Funding woes put future of Sherman Youth Camp in limbo |

Funding woes put future of Sherman Youth Camp in limbo

The future of Sherman Youth Camp is on hold.

Strapped for cash, the Moffat County commissioners are unsure how they will continue to fund the camp on the western edge of the Routt National Forest.

A workshop with U.S. Forest Service personnel Wednesday brought no resolution to the matter, Commissioner Darryl Steele said.

“It’s basically on hold for a little while,” Steele said.

The Forest Service owns the land the camp is on, and the county owns the facilities. Moffat County leases the camp from the Forest Service. Historically, the Forest Service has charged the county $110 for a one-year lease, but this year the lease has increased to $300.

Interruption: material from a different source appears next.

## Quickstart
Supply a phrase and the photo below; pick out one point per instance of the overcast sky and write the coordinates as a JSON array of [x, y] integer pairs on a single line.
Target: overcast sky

Although that is a large percentage increase, it’s not the main stumbling block the county faces. To keep the camp open, a caretaker must be present on weekends. Steele wasn’t sure the county could afford that position.

He’s hoping to develop a memorandum of understanding with the Forest Service in place of the lease that previously has been used.

Because the camp is near Freeman and Sawmill campgrounds, both owned by the Forest Service, Steele said he’d like to share a caretaker who would oversee all three camps. The manager’s wages would be shared between the county and the Forest Service.

Another meeting will be scheduled, but Steele said he already knows what question he plans to ask the Forest Service at the meeting.

“What amount of dollars are you willing to put into manpower for the campgrounds?” he said.

If the county doesn’t reach an understanding with the Forest

Service or develop a memorandum of understanding, Steele said he thought the county would have the chance to remove its facilities, such as picnic tables, from the premises.

Steele didn’t think any money had been budgeted for the camp in 2005.

During the 2004 budget cycle, the commissioners closed Sherman Youth Camp, because they couldn’t afford to pay a weekend attendant. But Girl Scout Troop 201 volunteered to raise the money to pay an attendant so the camp could stay open.

Scouts, churches, and schools are the most frequent users of the camp.

The Girl Scouts raised a little more than $3,500, enough to open the camp for the aforementioned groups but not enough for the entire community. The county rented the camp for $50 a day, and the scouts asked the commissioners to put that money in a fund to keep the camp open.

But that was a one-time fix, and the commissioners don’t expect more financial support from tthose who donated.